The end of the :hugs:Hugging Face Quick Tour guide has a section on how to Train with Tensorflow. The code amounts to:

# Load a data set
from datasets import load_dataset
dataset = load_dataset("rotten_tomatoes")

# Load a classifier
from transformers import TFAutoModelForSequenceClassification
model = TFAutoModelForSequenceClassification.from_pretrained("distilbert-base-uncased")

# Load the corresponding tokenizer
from transformers import AutoTokenizer
tokenizer = AutoTokenizer.from_pretrained("distilbert-base-uncased")

# Apply the tokenizer over the data set
def tokenize_dataset(dataset):
    return tokenizer(dataset["text"])

dataset = dataset.map(tokenize_dataset)

# Prepare the data set for use
tf_dataset = model.prepare_tf_dataset(
    dataset, batch_size=16, shuffle=True, tokenizer=tokenizer
)

from tensorflow.keras.optimizers import Adam

model.compile(optimizer=Adam(3e-5))
model.fit(dataset)

The final line - preparing the dataset:

tf_dataset = model.prepare_tf_dataset(dataset, ...

throws the error:

TypeError: Dataset argument should be a datasets.Dataset!

Research Effort

The only mention of this exception anywhere on the Internet is in the :hugs:Hugging Face github source:

if not isinstance(dataset, datasets.Dataset):
    raise TypeError("Dataset argument should be a datasets.Dataset!")

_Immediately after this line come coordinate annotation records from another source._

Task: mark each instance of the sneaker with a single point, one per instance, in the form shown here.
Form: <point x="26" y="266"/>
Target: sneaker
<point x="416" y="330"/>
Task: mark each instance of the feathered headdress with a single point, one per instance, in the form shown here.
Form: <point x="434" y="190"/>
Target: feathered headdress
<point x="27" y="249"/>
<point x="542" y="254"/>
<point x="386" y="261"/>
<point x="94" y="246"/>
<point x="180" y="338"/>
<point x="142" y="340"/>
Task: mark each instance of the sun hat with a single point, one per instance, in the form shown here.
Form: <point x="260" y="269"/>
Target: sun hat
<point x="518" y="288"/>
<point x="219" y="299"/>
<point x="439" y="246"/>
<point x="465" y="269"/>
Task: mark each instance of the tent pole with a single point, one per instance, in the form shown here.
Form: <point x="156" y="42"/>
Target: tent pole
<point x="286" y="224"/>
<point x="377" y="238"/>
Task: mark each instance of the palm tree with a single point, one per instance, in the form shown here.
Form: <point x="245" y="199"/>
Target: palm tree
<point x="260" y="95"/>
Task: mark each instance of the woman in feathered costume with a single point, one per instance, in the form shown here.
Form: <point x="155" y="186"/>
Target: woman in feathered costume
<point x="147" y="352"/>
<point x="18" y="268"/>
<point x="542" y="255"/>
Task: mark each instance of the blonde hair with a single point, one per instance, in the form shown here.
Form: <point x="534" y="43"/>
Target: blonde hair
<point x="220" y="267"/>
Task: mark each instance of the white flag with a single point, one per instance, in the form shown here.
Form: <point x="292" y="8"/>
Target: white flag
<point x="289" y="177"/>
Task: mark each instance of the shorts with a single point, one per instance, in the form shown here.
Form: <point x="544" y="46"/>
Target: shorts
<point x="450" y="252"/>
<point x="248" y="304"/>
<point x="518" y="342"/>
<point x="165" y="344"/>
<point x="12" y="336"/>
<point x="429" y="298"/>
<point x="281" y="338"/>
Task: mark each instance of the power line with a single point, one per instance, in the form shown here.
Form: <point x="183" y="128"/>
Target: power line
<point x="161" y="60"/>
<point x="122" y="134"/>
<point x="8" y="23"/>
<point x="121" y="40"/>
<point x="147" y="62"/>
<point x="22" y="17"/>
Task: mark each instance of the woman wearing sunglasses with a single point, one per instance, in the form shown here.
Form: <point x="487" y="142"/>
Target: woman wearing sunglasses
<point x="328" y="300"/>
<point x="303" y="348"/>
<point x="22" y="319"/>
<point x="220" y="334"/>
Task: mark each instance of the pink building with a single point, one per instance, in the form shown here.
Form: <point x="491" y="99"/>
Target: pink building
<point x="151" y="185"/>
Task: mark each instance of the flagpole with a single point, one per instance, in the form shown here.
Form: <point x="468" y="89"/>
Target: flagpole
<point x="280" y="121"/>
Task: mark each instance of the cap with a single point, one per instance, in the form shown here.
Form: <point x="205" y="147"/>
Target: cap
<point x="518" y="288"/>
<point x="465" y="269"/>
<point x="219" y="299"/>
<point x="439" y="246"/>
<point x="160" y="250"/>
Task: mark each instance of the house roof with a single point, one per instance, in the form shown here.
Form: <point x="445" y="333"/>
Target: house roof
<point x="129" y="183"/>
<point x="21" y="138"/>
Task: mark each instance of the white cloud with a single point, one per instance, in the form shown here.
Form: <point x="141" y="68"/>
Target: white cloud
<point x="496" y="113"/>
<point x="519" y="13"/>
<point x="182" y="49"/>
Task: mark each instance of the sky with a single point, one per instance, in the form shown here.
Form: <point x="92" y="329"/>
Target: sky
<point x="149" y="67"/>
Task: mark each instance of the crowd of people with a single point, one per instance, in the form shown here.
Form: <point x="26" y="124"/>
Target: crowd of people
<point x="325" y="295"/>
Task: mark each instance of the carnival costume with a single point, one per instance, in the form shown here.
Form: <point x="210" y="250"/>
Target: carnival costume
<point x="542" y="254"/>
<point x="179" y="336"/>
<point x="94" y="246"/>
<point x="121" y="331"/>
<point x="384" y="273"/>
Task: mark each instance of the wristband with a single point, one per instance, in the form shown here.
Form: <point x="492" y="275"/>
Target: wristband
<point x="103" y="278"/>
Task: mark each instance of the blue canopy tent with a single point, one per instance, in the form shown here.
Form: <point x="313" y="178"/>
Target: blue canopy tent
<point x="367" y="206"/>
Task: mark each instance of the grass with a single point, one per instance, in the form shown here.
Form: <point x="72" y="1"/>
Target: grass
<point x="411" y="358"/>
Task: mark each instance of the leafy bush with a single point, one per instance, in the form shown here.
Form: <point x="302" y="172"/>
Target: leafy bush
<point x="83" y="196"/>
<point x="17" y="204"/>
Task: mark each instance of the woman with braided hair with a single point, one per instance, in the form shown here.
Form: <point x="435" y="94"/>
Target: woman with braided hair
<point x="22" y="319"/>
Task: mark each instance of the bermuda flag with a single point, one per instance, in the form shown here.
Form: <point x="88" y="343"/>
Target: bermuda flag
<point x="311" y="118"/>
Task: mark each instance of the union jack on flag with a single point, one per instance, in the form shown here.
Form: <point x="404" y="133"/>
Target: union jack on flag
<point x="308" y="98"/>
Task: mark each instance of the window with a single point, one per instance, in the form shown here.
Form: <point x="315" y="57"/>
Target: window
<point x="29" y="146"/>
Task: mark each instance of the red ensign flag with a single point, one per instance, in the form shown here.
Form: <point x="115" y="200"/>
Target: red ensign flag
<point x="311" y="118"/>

So what am i doing wrong? Or, alternatively, what do i have to do differently.

Bonus Chatter

I tried looking at the TFAutoModelForSequenceClassification.from_pretrained documentation says that it will return a TFDistilBertForSequenceClassification class.

I wanted to try to figure out what kind of type that the method supports, but the documentation for TFDistilBertForSequenceClassification doesn’t include any documentation of the methods (e.g. no compile, fit, prepare_tf_dataset).

1 Like

I got the same issue, do you figure it out the solution?

Hi! To avoid this error, you need to pass a single split (a Dataset object) instead of all the splits at once (DatasetDict):

tf_dataset = model.prepare_tf_dataset(
    dataset["train"], batch_size=16, shuffle=True, tokenizer=tokenizer
)

cc @Rocketknight1 for fixing this in the docs

Sorry for the delay! Thanks for pointing this out - we’ve opened a PR to fix this in the docs now: Fix TF example in quicktour by Rocketknight1 · Pull Request #22960 · huggingface/transformers · GitHub

1 Like

The PyTorch version doesn’t work, either, giving a different error. Hopefully you can fix this one, too. It doesn’t inspire confidence when the “QuickStart” doesn’t actually work!